Food
by A. L. Kroeber
The Yurok and their neighbors ate very largely of the acorn, the staple food of most Californians; but fish, that is, salmon, constituted a greater proportion of their food than was usual elsewhere.
Small game is sufficiently scarce in their territory to make the taking of salmon much more profitable, ordinarily.
Deer were abundant and their flesh esteemed, but seem hardly to have formed part of the daily food supply.
Bulbs were dug in early summer; seeds were beaten off the open prairies on the ridges.
Some varieties of the latter were eaten crushed and parched but uncooked, and were much relished for their flavor.
Salt was furnished by a seaweed, Porphyra perforata, which was dried in round blackish cakes.
The people on the coast secured quantities of the large ocean mussel, whose shells make up a large part of the soil of their villages.
The stranding of a whale was always a great occasion, sometimes productive of quarrels.
The Yurok prized its flesh above all other food, and carried dried slabs of the meat inland, but never attempted to hunt the animal.
Surf fish were the principal species taken along the ocean; there is practically no record of fishermen going out in boats.
The myths speak of canoe excursions only for mussels or sea lions.

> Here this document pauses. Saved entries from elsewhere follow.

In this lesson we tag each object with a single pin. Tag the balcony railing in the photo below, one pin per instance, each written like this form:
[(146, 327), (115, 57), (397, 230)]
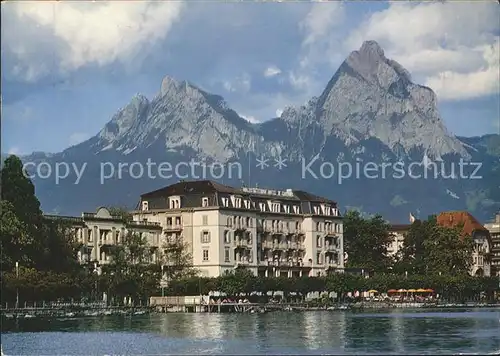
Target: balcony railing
[(143, 223), (173, 227), (242, 243)]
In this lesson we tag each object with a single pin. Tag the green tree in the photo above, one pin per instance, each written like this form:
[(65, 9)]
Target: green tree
[(60, 248), (15, 239), (412, 257), (176, 260), (130, 273), (18, 189), (123, 213), (448, 252), (366, 242)]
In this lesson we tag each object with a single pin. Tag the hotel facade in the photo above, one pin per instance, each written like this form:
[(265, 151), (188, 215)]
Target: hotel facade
[(483, 245), (269, 232), (494, 229)]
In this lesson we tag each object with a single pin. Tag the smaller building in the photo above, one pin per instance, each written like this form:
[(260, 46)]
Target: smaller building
[(397, 232), (481, 258), (494, 229), (98, 232)]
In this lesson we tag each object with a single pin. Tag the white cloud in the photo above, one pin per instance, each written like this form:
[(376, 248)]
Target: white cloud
[(320, 20), (14, 151), (319, 44), (250, 119), (299, 80), (272, 71), (452, 46), (78, 34), (77, 137), (241, 83)]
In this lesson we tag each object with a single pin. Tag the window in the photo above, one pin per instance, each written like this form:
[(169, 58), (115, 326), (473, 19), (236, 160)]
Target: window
[(318, 241), (205, 237), (175, 203)]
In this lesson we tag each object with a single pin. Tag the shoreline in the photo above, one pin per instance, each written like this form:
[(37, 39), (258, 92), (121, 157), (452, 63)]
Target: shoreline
[(69, 313)]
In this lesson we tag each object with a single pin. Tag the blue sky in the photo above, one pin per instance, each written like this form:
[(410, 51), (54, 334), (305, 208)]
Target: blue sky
[(67, 67)]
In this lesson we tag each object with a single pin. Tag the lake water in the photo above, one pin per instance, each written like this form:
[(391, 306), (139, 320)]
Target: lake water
[(337, 332)]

The food supply was unusually ample along both coast and river, and the Yurok ordinarily did not have to condescend to the grasshoppers, angle-worms, and yellow-jacket larvæ whose nourishing qualities other tribes of the State exploited.

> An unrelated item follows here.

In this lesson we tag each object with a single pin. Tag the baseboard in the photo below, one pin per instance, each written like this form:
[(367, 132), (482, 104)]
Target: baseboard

In time of stress, of course, they fell back on almost anything.
The large yellow slug of California, which in the damp northwest grows to enormous size, would then be used.
Famines are scarcely alluded to in the myths, but must have occurred, as among every people primarily dependent on one seasonal or migratory animal.

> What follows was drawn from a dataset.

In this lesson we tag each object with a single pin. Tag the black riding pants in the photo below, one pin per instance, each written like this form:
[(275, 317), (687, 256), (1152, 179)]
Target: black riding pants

The average Californian clearly passed most of his life on a much closer food margin than the Yurok, but the minuteness and variety of his diet seem usually to have saved him from dire extremity.
All reptiles and dogs were considered extremely poisonous by the Yurok.
The old custom was to eat only two meals a day and theory made these sparing.
Only a poor fellow without control would glut himself, and such a man would always be thriftless.
Most men at least attempted to do their day's labor, or much of it, before breakfast, which came late.
Some old men still profess to be unable to work properly after they have eaten.
The evening meal came toward sunset.